Casshorn reared back and emitted a sharp hoarse screech.
Hounds streamed from behind him in twin currents.
With an inhuman snarl, William ripped into them. His face turned demonic. Bodies flew, and silver sprayed. They piled on him, and he cut them down faster than she could see. A psychotic high-strung sound full of mad joy rang through the carnage, and Rose realized William was laughing.
Tendrils of dark magic rose from Casshorn: black veined with polluting streaks of purple and yellow. He clawed at the air. The dark magic streamed to Declan. Declan’s eyes turned white. A wave of flash erupted from him. The two crashed together: the brilliant white against the diseased purplish glow. Immense pressure slapped Rose, nearly taking her off her feet.
The church shuddered.
A support beam split behind Casshorn.
Cuts on Declan’s face bled. She saw a line of red swell across his back.
Casshorn’s face shook with strain. His magic gained a foot. And another. They were too evenly matched, and Declan was tired. If only she’d kept him from that dock . . .
Streaks of silver poured from Casshorn’s eyes. He snarled. His magic gained another foot. If Declan’s flash collapsed, all of them would be wiped out.
Rose stood, untouched, unhurt, in the middle of chaos, listening to the sounds of the church breaking around them and hounds dying under William’s knife, and realized that she would have to watch Declan die. His death would begin the chain reaction. One by one everyone she knew would die as well, and the Edge itself would follow. She couldn’t let it happen.
Rose gathered her power. She had to reach deep, very deep, and drag it out, as if pulling her heart out of her chest. She focused it all into a single point, condensing her magic so tight, she shook with the strain of trying to contain it.
The dark magic advanced. Blood dripped from Declan’s leather.
She wished she could have said good-bye to the boys. She wished she had told them how much she loved them and not to worry and to listen to Grandma. She wished she and Declan had just a little more time.
Rose took a deep breath. It hurt so much she shut her eyes. Then she opened them and let her magic go. She held nothing back. Everything that she was, everything that made her alive, she gave all of it, so Declan and the boys would live. She would have given more, if she could have.
It tore from her in a blinding beam of light, straight as a needle. The beam pierced Declan’s flash and the darkness beyond it. She saw Casshorn’s face, a horrified mask, eyes wide open, mouth dropping downward in slack bewilderment and terror. She heard Declan scream.
The white beam sliced through Casshorn. The two halves of his horrible body stood still for a moment and then fell apart.
Blackness pounced on her and swallowed her whole.
DARKNESS.
Darkness all around, empty, blocking the world like a wall. If only she could break through it . . .
She didn’t want to die. She flailed, willing her hands to rise and tear up the darkness, but her arms were missing and she could do nothing as the blackness dragged her off, deeper and deeper into its depths.
A bolt of lightning tore through the dark wall.
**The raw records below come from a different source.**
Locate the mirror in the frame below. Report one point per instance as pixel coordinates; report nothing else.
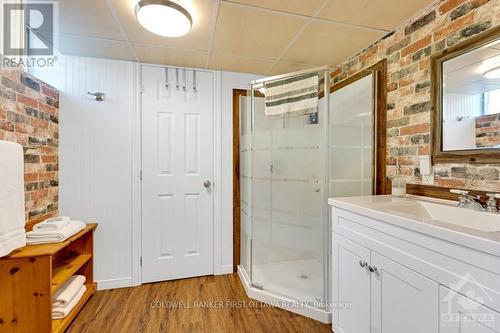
(467, 101)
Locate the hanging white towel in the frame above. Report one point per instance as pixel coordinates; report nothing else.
(52, 223)
(60, 312)
(68, 291)
(292, 96)
(55, 236)
(12, 233)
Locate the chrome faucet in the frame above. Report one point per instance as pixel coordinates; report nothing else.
(491, 205)
(465, 200)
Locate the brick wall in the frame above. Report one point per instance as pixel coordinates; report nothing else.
(408, 50)
(29, 116)
(488, 131)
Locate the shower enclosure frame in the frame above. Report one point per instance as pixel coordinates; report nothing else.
(322, 313)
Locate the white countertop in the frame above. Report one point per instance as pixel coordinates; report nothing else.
(378, 207)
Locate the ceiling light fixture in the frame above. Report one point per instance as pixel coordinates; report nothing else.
(493, 73)
(163, 17)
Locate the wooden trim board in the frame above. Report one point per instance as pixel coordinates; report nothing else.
(237, 93)
(379, 72)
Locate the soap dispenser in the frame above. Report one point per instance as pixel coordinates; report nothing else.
(398, 183)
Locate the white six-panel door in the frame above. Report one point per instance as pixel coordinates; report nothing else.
(177, 173)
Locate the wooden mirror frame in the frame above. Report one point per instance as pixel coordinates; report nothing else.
(473, 156)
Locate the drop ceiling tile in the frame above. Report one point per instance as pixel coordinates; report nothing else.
(91, 18)
(197, 39)
(325, 43)
(381, 14)
(254, 33)
(155, 54)
(239, 64)
(92, 47)
(286, 67)
(301, 7)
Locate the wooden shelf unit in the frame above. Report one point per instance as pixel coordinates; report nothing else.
(29, 277)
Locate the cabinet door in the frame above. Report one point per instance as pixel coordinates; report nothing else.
(402, 300)
(460, 314)
(351, 286)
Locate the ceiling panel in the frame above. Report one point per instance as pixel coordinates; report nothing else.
(381, 14)
(169, 56)
(329, 44)
(286, 67)
(239, 63)
(249, 32)
(88, 18)
(91, 47)
(302, 7)
(197, 39)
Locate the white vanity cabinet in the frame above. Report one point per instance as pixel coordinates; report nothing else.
(392, 298)
(391, 279)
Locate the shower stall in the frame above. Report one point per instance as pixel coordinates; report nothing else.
(289, 165)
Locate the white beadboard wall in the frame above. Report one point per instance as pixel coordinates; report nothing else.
(97, 159)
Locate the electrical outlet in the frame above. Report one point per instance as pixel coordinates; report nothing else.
(428, 179)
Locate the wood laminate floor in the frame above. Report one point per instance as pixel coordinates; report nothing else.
(198, 305)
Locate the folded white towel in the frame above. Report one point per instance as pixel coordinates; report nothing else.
(60, 312)
(68, 291)
(11, 197)
(52, 223)
(55, 236)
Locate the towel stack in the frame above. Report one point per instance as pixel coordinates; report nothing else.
(54, 230)
(68, 296)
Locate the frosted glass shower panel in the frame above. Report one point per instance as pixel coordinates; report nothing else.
(288, 206)
(351, 139)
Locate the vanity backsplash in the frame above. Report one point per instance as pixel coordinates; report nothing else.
(409, 108)
(29, 115)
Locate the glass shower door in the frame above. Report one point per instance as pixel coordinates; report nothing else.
(288, 206)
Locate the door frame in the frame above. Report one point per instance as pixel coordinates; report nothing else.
(237, 93)
(137, 170)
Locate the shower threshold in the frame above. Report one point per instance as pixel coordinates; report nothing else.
(260, 294)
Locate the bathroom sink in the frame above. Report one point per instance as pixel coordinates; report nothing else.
(426, 210)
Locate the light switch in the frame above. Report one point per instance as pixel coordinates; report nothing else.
(425, 165)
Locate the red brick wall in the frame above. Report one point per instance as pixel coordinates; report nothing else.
(408, 50)
(29, 116)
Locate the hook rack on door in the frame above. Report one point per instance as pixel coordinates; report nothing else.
(178, 80)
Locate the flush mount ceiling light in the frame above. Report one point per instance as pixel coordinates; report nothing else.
(493, 73)
(163, 17)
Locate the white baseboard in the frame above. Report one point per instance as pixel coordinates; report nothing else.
(227, 269)
(114, 283)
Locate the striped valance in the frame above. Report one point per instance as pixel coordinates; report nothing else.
(297, 95)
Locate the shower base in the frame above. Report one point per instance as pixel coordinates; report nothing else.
(280, 279)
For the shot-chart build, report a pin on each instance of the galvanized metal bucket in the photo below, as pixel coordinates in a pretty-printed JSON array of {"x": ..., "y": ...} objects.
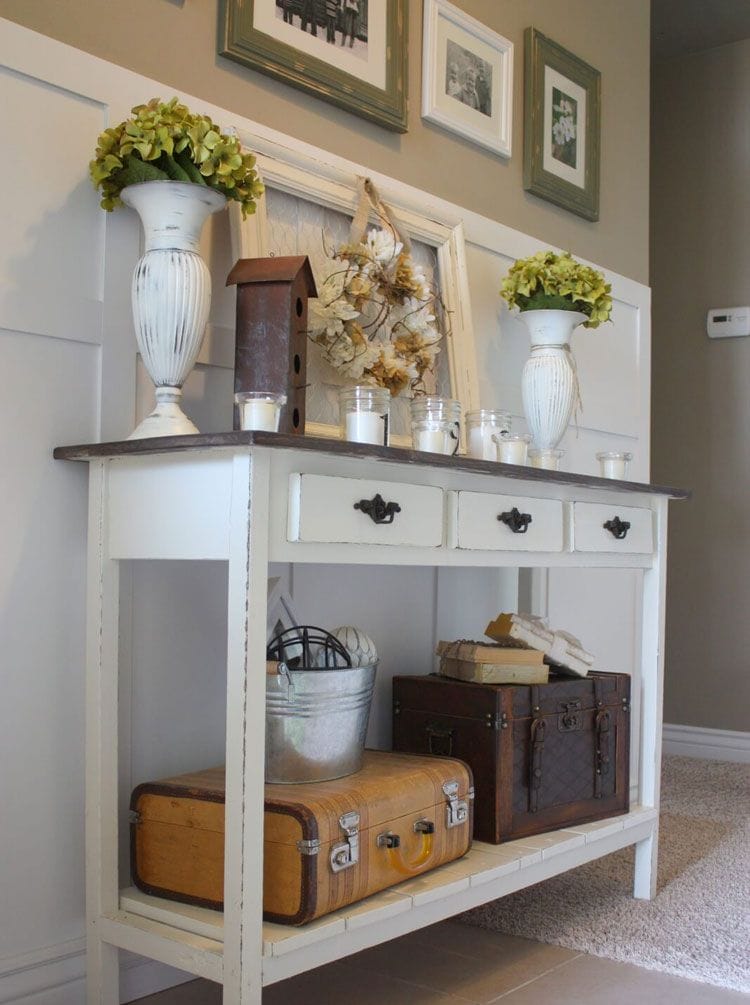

For a moment she felt Declan’s arms cradling her, she saw his eyes, heard his lips whispering over and over, “Don’t leave me!”
The darkness pounced, and he vanished.
A dozen narrow streaks shattered the darkness, and she screamed, because she was clenched in his arms, and he was flashing again and again, siphoning his life into her, his magic a dozen white currents binding their bodies into one.
TWENTY-SIX
ROSE opened her eyes. Daylight.
A ceiling stretched above her with an all-too-familiar yellow stain. It had appeared two years ago, right after Jack in his lynx shape chased a feral tomcat up into the attic. She had long suspected it was cat pee.
“Here you are,” Grandma’s voice said softly.
Rose looked at her, wide-eyed. A terrible fear clamped her. “Declan?”